When and How Is Respect Earned?
How many times have you heard phrases like, “You have to earn my respect”, or, “Respect has to be earned”? I have heard that said many times in my life. There have been times when I’ve heard one person say it to another. Sometimes it has been said to me or about me. Other times I have even said it myself. Thing is though the more I think about the idea of having to earn respect the more I question what it really means. When and how is respect earned exactly? How do you do it and how do you know?
Click to watch my video about having to earn respect
If I had a toothache and needed some help I’d go see a dentist. A dentist would know what was wrong with my tooth and how to best help me with it. I would have respect for their judgment and experience. More so than someone in a bar who said they know a bit about teeth and would have a look if I bought them a drink. Neither have actually done anything in front of me to earn any respect to have confidence in them. Yet I’d choose the dentist. I’d trust their motives and ability to help me rather than the guy in the bar.
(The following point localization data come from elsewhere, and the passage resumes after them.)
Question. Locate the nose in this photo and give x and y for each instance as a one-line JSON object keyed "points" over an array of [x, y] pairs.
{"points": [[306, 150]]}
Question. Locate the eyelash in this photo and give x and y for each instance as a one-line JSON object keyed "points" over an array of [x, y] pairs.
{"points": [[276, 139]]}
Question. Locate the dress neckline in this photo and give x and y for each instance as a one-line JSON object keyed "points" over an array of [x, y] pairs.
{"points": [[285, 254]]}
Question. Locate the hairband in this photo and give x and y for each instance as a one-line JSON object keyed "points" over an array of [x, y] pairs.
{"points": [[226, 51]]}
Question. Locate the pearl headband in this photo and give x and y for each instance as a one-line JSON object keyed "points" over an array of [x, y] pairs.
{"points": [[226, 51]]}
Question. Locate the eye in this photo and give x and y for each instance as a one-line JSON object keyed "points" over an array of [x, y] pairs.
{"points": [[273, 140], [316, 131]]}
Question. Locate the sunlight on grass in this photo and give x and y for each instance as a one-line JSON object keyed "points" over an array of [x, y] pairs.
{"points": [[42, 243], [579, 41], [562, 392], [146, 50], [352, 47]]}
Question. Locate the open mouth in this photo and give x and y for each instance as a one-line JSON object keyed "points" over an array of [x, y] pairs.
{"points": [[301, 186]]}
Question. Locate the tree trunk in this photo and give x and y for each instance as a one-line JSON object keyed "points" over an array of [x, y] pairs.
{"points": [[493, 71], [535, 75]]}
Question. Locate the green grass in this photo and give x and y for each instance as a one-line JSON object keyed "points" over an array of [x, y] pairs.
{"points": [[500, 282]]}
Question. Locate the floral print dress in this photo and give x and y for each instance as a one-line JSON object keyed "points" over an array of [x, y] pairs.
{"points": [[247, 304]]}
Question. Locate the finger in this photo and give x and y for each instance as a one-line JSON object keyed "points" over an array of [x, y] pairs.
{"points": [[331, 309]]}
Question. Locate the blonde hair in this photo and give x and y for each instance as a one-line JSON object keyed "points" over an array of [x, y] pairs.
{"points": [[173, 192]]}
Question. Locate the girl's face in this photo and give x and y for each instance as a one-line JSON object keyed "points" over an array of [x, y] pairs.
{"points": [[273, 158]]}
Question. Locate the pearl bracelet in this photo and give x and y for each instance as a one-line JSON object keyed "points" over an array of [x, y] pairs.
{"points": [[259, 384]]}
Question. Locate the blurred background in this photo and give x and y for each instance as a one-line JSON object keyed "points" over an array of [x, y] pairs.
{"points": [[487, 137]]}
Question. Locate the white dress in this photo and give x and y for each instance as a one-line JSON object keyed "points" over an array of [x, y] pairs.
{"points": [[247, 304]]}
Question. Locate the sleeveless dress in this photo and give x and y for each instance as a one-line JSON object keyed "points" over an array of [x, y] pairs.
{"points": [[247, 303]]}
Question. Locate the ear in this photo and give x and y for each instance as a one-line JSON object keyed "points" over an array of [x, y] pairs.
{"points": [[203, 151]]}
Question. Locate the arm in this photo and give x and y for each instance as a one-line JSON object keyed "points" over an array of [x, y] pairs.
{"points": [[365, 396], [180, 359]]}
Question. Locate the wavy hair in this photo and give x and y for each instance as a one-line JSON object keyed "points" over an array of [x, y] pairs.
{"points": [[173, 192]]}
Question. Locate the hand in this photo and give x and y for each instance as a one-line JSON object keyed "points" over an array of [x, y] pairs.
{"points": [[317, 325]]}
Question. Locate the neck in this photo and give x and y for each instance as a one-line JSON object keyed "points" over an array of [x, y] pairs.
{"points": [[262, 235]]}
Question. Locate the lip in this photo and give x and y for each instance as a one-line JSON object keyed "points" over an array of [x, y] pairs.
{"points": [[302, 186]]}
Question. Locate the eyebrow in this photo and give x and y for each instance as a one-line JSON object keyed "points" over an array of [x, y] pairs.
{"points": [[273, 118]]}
That’s a professional respect. On a personal level when it comes to respect having to be earned I have noticed there is a pattern. Normally when someone tells me I have to earn their respect it’s been on the back of them actually disrespecting me in some way. Telling me I must earn their respect actually sounds like, “I will be as bad mannered, offensive, abusive and downright nasty as I want. I’ll decide when I’ll no longer treat you this way. I’ll eventually decide the standard you must reach before I’ll show you any positive regard. Until then just suck it up.”
Perhaps ask someone who claims respect is earned could two questions. Firstly, “Is that what you teach your children?” Would they really allow others to be as hurtful and abusive as they want towards their children? Would they tell their children it’s because of a fault or deficit on their part, not the aggressors? Is it reasonable to tell a child that they must reach a standard or level decided by someone else before they’ll stop being horrid to them?
The second question is this. “What exactly have you done to earn mine?” I am aware this question may sound passive aggressive however I think it is more about exploring with intent.
I rather believe that respect is given, not earned. Over the years I have given respect and shown positive regard to others, but over time they have eroded that respect away with their attitudes and behaviours towards me, while telling me I don’t deserve theirs for no reason other than what is in their heads. It’s as if they’re justifying their abuse. Their behaviour and attitude towards me led me to lose respect for them, sometimes a piece at a time until maybe all that’s left is pity and disappointment towards them.